Referencing a Javascript object

I’ve got a WebHTMLViewer on a dialog named “Uppy1”. In the WebHTMLViewer’s shown event, I am executing Javascript using me.ExecuteJavascript that creates a Javascript object that is part of an open source library. So far everything is working well. I even got a call back to work with a custom WebSDK control that I am placing on the WebDialog.

Here is the Javascript code that is executing to create the object:

var uppy = new Uppy.Core()
        .use(Uppy.Dashboard, {
        inline: true,
        target: '#drag-drop-area',
        showLinkToFileUploadResult: false,
        disableThumbnailGenerator: true,
        showProgressDetails: true,
        allowMultipleUploads: false,
        hideProgressAfterFinish: false,
        height: 400, 
        width: 400
        })

I would like to execute a method on the “uppy” object using Javascript when a Xojo Web Button is clicked. For starters, I am trying something really simple:

Uppy1.ExecuteJavaScript("console.log(uppy.getId())")
Uppy1.ExecuteJavaScript("console.log('testing')")

When I run this, the first statement seems to be ignored and all I get in the console log is “testing”.

I’m guessing it is a scope issue but I have no idea where to start. How do I access the Javascript “uppy” object that I create in the open event of the WebHTMLViewer?

At the point you’re running the second bit of code, the uppy variable has gone out of scope.
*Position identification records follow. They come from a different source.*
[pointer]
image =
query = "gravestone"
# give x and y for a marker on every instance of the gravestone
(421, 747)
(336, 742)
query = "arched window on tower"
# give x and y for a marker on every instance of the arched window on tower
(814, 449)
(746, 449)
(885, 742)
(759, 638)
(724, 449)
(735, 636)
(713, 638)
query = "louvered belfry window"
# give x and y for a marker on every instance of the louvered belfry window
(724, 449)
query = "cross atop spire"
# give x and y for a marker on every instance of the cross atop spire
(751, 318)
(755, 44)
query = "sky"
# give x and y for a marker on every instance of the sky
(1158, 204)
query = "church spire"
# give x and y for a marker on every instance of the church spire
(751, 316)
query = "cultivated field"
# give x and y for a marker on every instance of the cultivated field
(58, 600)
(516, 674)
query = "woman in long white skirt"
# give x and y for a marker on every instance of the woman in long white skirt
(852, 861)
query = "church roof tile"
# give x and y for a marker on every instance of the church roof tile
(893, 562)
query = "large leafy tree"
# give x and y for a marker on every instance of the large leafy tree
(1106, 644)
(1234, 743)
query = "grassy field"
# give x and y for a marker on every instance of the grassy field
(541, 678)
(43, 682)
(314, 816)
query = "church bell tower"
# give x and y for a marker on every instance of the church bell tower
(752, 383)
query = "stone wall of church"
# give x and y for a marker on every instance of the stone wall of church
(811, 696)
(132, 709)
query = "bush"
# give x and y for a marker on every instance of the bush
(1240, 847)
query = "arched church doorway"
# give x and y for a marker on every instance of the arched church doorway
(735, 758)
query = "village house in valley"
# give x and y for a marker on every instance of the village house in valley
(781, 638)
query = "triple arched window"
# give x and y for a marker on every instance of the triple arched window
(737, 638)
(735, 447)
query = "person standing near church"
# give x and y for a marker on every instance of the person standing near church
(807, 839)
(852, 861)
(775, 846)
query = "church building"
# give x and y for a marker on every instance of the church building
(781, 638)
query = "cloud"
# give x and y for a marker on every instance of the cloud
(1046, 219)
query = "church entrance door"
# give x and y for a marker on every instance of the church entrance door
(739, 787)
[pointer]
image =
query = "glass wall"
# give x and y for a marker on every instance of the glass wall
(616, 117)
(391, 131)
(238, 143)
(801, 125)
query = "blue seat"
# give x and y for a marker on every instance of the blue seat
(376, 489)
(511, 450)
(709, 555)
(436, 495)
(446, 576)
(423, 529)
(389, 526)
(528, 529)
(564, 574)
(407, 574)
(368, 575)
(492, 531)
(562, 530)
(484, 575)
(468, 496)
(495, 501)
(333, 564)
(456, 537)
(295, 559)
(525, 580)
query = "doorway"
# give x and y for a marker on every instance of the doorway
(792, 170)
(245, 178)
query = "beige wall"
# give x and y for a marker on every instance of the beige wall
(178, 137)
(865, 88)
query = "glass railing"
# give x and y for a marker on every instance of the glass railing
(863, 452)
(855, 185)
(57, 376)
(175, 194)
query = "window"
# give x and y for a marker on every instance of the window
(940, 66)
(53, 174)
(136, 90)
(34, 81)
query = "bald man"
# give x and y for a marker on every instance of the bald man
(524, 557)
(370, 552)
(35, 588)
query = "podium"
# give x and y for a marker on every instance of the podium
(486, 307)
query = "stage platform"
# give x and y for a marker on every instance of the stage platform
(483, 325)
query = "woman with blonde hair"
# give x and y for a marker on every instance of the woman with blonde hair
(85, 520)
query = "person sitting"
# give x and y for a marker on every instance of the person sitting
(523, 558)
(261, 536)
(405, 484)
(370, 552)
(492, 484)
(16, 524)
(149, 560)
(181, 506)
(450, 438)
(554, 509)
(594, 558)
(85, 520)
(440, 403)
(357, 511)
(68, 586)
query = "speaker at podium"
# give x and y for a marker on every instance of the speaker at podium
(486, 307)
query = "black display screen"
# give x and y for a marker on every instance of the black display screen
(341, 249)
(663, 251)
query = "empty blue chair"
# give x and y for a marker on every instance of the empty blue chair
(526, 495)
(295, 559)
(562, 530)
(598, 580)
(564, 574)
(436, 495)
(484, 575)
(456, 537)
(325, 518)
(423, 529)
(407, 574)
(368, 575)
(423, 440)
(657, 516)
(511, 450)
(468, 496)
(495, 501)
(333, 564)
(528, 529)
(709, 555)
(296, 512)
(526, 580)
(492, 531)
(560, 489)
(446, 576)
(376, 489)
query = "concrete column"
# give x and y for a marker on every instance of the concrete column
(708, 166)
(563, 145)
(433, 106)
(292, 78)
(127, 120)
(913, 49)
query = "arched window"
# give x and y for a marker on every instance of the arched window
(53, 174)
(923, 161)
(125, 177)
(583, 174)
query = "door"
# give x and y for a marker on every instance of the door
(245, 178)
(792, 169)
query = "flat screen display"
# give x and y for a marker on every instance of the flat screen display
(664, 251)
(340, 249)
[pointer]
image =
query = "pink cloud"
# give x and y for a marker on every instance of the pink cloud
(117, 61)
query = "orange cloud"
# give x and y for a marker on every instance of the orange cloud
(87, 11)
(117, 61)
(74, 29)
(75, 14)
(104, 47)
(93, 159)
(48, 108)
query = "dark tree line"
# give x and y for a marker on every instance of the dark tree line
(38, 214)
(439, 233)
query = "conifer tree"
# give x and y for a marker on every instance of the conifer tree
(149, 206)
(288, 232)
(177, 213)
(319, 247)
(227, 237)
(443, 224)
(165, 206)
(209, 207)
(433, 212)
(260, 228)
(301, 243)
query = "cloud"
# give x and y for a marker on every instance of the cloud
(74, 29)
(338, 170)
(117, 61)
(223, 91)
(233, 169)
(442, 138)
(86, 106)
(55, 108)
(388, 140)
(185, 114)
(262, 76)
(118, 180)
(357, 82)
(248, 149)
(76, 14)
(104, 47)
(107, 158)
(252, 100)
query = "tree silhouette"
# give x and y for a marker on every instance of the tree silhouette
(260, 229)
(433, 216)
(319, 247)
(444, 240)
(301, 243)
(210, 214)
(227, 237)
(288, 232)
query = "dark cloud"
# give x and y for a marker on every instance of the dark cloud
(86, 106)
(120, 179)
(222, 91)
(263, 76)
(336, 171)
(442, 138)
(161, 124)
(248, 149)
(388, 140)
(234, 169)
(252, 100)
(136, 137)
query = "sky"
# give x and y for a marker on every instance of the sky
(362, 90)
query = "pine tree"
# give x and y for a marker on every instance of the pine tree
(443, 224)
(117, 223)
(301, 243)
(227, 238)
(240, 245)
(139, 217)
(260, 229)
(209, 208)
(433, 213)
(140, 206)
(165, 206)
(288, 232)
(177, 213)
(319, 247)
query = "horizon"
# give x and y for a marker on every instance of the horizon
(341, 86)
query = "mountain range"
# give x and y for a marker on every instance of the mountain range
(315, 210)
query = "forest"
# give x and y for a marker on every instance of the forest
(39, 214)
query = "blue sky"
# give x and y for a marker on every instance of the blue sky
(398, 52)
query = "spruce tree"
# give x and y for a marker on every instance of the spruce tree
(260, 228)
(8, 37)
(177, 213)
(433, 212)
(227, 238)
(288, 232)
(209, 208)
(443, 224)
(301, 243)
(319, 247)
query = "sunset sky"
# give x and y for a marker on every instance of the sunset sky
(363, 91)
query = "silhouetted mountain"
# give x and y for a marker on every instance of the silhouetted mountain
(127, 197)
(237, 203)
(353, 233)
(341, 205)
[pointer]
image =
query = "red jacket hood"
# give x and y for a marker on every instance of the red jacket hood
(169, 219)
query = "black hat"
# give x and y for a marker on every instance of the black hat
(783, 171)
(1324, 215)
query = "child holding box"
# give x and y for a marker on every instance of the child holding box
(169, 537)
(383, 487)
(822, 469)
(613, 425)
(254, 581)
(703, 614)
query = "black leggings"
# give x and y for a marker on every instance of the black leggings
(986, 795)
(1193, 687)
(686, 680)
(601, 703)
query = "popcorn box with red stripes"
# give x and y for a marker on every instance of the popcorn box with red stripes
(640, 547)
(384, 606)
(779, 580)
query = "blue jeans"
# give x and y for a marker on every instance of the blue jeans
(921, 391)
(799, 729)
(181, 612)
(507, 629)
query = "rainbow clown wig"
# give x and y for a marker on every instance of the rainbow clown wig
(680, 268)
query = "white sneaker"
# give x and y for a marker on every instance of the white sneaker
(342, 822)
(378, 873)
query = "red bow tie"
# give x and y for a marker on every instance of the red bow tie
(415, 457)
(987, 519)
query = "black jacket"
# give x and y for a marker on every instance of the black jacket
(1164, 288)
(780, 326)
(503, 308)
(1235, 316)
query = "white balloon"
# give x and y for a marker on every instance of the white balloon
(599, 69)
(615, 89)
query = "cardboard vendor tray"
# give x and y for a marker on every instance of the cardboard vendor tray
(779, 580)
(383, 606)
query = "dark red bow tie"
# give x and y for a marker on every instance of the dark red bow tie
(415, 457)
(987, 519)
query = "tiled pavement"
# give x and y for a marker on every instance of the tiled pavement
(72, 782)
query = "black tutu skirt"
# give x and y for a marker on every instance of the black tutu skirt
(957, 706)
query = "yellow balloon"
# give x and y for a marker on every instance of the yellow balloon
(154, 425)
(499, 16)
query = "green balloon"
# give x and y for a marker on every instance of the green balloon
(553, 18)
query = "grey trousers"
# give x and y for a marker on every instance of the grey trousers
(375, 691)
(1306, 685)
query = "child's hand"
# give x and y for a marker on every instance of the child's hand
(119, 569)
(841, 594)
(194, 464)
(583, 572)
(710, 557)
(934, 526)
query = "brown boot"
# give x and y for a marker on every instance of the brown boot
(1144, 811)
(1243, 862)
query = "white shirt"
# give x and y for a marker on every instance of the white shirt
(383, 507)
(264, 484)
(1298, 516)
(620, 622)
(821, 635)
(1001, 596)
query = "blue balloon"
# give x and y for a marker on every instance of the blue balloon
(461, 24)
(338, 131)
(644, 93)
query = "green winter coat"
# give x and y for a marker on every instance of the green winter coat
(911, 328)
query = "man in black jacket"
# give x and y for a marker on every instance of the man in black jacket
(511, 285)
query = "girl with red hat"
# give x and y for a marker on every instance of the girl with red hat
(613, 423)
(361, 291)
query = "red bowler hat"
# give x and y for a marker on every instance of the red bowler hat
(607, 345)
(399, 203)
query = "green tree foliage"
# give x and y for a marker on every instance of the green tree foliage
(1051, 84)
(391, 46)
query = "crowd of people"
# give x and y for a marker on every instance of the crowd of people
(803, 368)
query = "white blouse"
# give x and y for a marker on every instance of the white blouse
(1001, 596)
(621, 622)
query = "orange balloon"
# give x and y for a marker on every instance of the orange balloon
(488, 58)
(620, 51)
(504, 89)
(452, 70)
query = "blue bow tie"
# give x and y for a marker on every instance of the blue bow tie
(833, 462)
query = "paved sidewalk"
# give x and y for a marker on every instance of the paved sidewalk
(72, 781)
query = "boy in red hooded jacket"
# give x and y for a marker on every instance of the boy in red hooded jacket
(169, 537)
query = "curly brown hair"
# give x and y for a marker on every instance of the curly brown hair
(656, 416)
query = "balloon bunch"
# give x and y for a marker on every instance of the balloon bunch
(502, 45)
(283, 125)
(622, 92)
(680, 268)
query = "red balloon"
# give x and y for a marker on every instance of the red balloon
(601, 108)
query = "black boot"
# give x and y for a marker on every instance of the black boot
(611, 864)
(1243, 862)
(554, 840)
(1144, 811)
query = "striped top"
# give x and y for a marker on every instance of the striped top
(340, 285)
You can set it as a global variable by doing something like:

window.uppy = new Uppy.Core();

The first console line doesn’t appear to execute because uppy is undefined at that point and you’re calling getId on an undefined object, which raises an exception in JavaScript.

1 Like

That did it! Thanks Anthony!

Happy to help. Bear in mind that uppy will now exist everywhere in your app, and if you use multiple instances you may run in to issues.